Voilà l'enjeu de plusieurs débats et échanges survenus devant le juge J. Brian Riordan depuis 2012, et notamment depuis l'été 2013.

On trouvait dans les RII de 2005 et de 2006 une demande des deux recours collectifs à la Cour supérieure du Québec d'ordonner, en même temps que les dommages « moraux » (100 000 $ ou 5000 $) et punitifs réclamés contre l'industrie, un règlement des réclamations individuelles concernant des dommages pécuniaires subis par des personnes inscrites à chacun des deux recours, des dommages pécuniaires comme par exemple les semaines et les années de salaire perdu par ces personnes à cause de la maladie.

Ne s'estimant pas en mesure de faire avant la fin du procès une preuve utilisable pour ce genre de réclamations au moment de la liquidation de la réclamation collective, le procureur du recours collectif CQTS-Blais André Lespérance souhaitait amender la RII pour ne plus demander au tribunal de statuer sur le sujet.

Le juge Riordan a refusé d'amender la RII du recours CQTS-Blais sur ce point. Il a par contre accepté les autres amendements demandés.


Atmosphère

Présentée ainsi, le débat semble encore trop simple. C'est dix fois plus compliqué, et il faudra que ce blogue traite à nouveau de la question.
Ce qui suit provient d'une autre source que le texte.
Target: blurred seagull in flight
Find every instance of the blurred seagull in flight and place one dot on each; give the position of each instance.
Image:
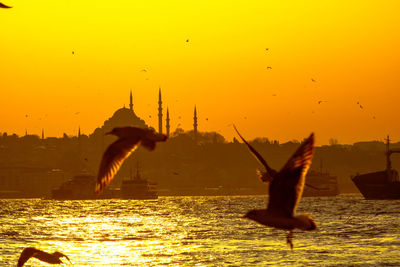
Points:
(53, 258)
(129, 138)
(4, 6)
(285, 190)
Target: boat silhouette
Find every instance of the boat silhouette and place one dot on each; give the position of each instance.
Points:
(382, 184)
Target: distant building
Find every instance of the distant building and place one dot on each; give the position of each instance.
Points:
(159, 112)
(167, 127)
(121, 118)
(195, 124)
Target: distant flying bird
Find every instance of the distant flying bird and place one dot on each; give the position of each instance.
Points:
(129, 138)
(28, 253)
(4, 6)
(285, 190)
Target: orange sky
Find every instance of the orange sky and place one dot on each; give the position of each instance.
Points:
(350, 48)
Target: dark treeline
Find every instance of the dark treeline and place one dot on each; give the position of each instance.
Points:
(183, 163)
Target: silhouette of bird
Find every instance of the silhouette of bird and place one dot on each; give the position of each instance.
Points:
(4, 6)
(129, 138)
(285, 190)
(53, 258)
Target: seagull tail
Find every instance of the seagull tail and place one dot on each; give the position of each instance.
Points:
(264, 176)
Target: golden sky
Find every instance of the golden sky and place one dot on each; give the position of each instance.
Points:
(350, 48)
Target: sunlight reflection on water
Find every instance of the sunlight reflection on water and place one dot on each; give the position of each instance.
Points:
(203, 231)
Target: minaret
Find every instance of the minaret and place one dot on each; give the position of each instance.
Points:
(131, 104)
(159, 111)
(195, 124)
(167, 123)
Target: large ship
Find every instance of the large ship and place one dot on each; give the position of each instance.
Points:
(320, 184)
(81, 187)
(138, 188)
(382, 184)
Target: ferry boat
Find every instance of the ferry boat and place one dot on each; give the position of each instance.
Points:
(81, 187)
(138, 188)
(382, 184)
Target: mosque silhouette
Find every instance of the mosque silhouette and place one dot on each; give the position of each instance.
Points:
(127, 117)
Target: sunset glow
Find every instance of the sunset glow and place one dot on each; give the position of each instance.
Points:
(69, 63)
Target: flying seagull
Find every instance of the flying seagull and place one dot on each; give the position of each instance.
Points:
(4, 6)
(129, 138)
(53, 258)
(285, 190)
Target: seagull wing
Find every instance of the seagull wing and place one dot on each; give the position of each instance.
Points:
(113, 158)
(265, 177)
(26, 254)
(286, 189)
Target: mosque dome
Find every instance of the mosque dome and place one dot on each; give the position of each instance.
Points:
(121, 118)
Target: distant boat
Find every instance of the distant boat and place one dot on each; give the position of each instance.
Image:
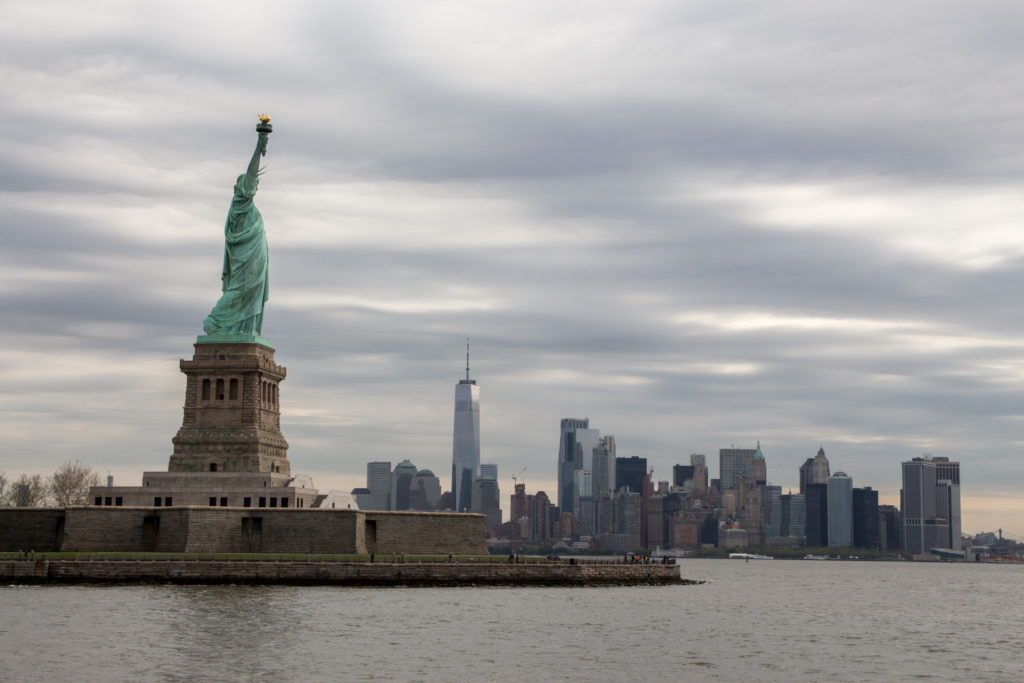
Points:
(749, 556)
Lors de ce 222e jour du procès, le juge Riordan a encore écouté patiemment les explications de Me André Lespérance et de Me Philippe Trudel, et il a posé des questions. Du côté de la partie défenderesse, Me Simon Potter, avocat de Rothmans, Benson & Hedges, a comparé la démarche de ses adversaires à un labyrinthe.

En pratique, même si l'honorable Riordan, dans son jugement final, reconnaissait que les agissements des cigarettiers sont à l'origine des cancers ou de l'emphysème, les personnes atteintes pourraient bien, en pratique, ne pas être affectées par le maintien de la démarche originale au lieu de la démarche alternative proposée, puisque la question qui se posera lors de la liquidation de la réclamation collective pourrait bien être: reste-t-il de l'argent pour autre chose dans la caisse des cigarettiers ?

Peut-être pour ne pas s'avouer implicitement vaincus dans la bataille sur la détermination de la faute des compagnies de tabac, ou parce qu'ils se doutent que leurs clientes n'auront pas la capacité de verser des sommes en sus des dédommagements moraux et punitifs, les avocats de l'industrie ont manifesté un grand calme dans cette discussion.


Ajout de pièces au dossier 

La 222e journée a aussi servi à enregistrer de nombreuses pièces au dossier de la preuve en défense. Certains documents étaient des versions caviardées de pièces déjà au dossier, d'autres ont reçu un nouveau numéro de pièce, une pièce a été retirée du dossier, plus de 200 nouvelles pièces ont été versées au dossier. Tout cela sans objection. Ô magie des échanges de courriels qui précèdent chaque jour d'audition !

* * * * *

Écho au procès numéro 2: demande de permission d'en appeler

Les compagnies de tabac demande à la Cour d'appel du Québec d'entendre un appel du jugement de l'honorable Robert Mongeon de la Cour supérieure du Québec qui a déclaré que la Loi sur le recouvrement du coût des soins de santé et des dommages-intérêts liés au tabac ne violait pas la Charte des droits et libertés de la personne.

Cette hypothèque sur la loi Bolduc-Drainville de 2009 n'empêche pas le ministère québécois de la Justice de continuer son action en recouvrement du coût des soins de santé (procès numéro 3) devant le juge Stéphane Sanfaçon de la Cour supérieure du Québec.